Einführung
Dieses Labor bietet einen Schritt-für-Schritt Leitfaden darüber, wie man die NonUniformImage-Klasse in der Matplotlib-Bibliothek von Python verwendet. NonUniformImage ermöglicht es Benutzern, Bilder mit nicht gleichmäßigen Pixelpositionen zu plotten.
Tipps für die virtuelle Maschine
Nachdem der Start der virtuellen Maschine abgeschlossen ist, klicken Sie in der oberen linken Ecke, um zur Registerkarte Notebook zu wechseln und Jupyter Notebook für die Übung zu nutzen.
Manchmal müssen Sie einige Sekunden warten, bis Jupyter Notebook vollständig geladen ist. Die Validierung von Vorgängen kann aufgrund von Einschränkungen in Jupyter Notebook nicht automatisiert werden.
Wenn Sie bei der Lernphase Probleme haben, können Sie Labby gerne fragen. Geben Sie nach der Sitzung Feedback, und wir werden das Problem für Sie prompt beheben.
Bibliotheken importieren
Bevor wir ein NonUniformImage erstellen, müssen wir die erforderlichen Bibliotheken importieren. In diesem Beispiel werden wir numpy und matplotlib verwenden.
import matplotlib.pyplot as plt
import numpy as np
from matplotlib import cm
from matplotlib.image import NonUniformImage
Lineare und nichtlineare Arrays erstellen
Wir müssen zwei Arrays erstellen, eines mit linearen Werten und eines mit nicht-linearen Werten. Diese Arrays werden verwendet, um unser NonUniformImage zu erstellen.
## Lineares x-Array für Zellzentren:
x = np.linspace(-4, 4, 9)
## Sehr nichtlineares x-Array:
x2 = x**3
y = np.linspace(-4, 4, 9)
z = np.sqrt(x[np.newaxis, :]**2 + y[:, np.newaxis]**2)
Subplots und NonUniformImage erstellen
Jetzt erstellen wir Subplots und fügen das NonUniformImage zu jedem von ihnen hinzu. Wir werden vier Subplots erstellen, zwei mit 'nearest'-Interpolation und zwei mit 'bilinear'-Interpolation. Das Schlüsselwortargument interpolation definiert den Typ der Interpolation, die zum Anzeigen des Bilds verwendet wird.
## Subplots erstellen
fig, axs = plt.subplots(nrows=2, ncols=2, layout='constrained')

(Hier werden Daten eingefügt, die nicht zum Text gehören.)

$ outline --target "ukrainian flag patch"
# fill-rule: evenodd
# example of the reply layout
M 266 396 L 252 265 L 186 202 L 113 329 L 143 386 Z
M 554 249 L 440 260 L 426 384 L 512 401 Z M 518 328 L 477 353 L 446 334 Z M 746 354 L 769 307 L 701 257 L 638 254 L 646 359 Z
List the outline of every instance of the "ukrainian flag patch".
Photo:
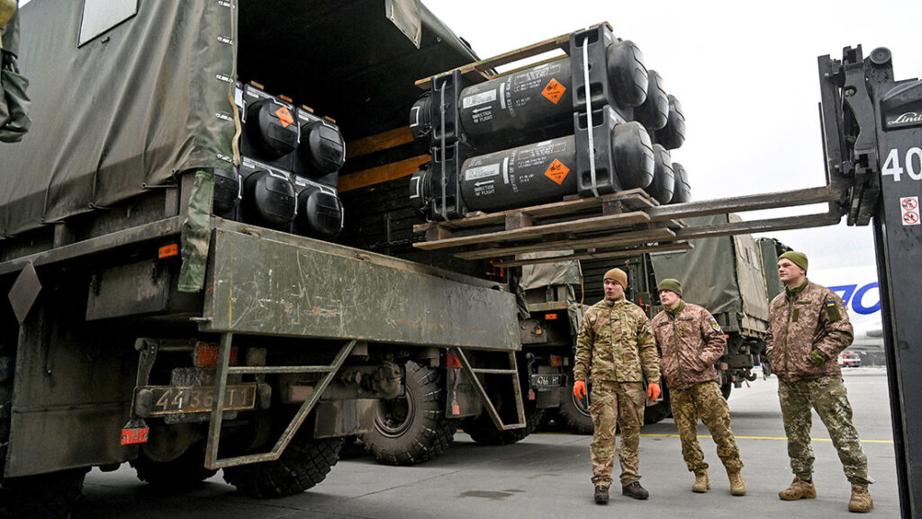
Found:
M 717 324 L 716 319 L 715 319 L 714 317 L 708 317 L 707 322 L 711 324 L 711 327 L 714 328 L 715 332 L 717 332 L 718 334 L 721 333 L 720 324 Z
M 839 307 L 835 305 L 834 301 L 826 301 L 826 315 L 829 315 L 829 320 L 833 323 L 842 319 L 842 314 L 839 313 Z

fig.suptitle('NonUniformImage class', fontsize='large')
## Nearest-Interpolation
ax = axs[0, 0]
im = NonUniformImage(ax, interpolation='nearest', extent=(-4, 4, -4, 4), cmap=cm.Purples)
im.set_data(x, y, z)
ax.add_image(im)
ax.set_xlim(-4, 4)
ax.set_ylim(-4, 4)
ax.set_title('nearest')
ax = axs[0, 1]
im = NonUniformImage(ax, interpolation='nearest', extent=(-64, 64, -4, 4), cmap=cm.Purples)
im.set_data(x2, y, z)
ax.add_image(im)
ax.set_xlim(-64, 64)
ax.set_ylim(-4, 4)
ax.set_title('nearest')
## Bilinear-Interpolation
ax = axs[1, 0]
im = NonUniformImage(ax, interpolation='bilinear', extent=(-4, 4, -4, 4), cmap=cm.Purples)
im.set_data(x, y, z)
ax.add_image(im)
ax.set_xlim(-4, 4)
ax.set_ylim(-4, 4)
ax.set_title('bilinear')
ax = axs[1, 1]
im = NonUniformImage(ax, interpolation='bilinear', extent=(-64, 64, -4, 4), cmap=cm.Purples)
im.set_data(x2, y, z)
ax.add_image(im)
ax.set_xlim(-64, 64)
ax.set_ylim(-4, 4)
ax.set_title('bilinear')
plt.show()
Interpretation der Ergebnisse
Die Subplots werden zwei verschiedene Interpolationsarten, 'nearest' und 'bilinear', anzeigen. Die 'nearest'-Interpolation wird den Pixelwert des nächsten Nachbarn anzeigen, während die 'bilinear'-Interpolation das gewichtete Mittel der vier nächsten Nachbarn anzeigen wird.
Zusammenfassung
NonUniformImage ist ein nützliches Werkzeug zum Plotten von Bildern mit nicht gleichmäßigen Pixelpositionen. In diesem Lab wurde ein Schritt-für-Schritt-Leitfaden zur Verwendung von NonUniformImage in der Python-Bibliothek Matplotlib bereitgestellt, einschließlich des Importierens der erforderlichen Bibliotheken, des Erstellens linearer und nichtlinearer Arrays, des Erstellens von Subplots und NonUniformImage sowie der Interpretation der Ergebnisse.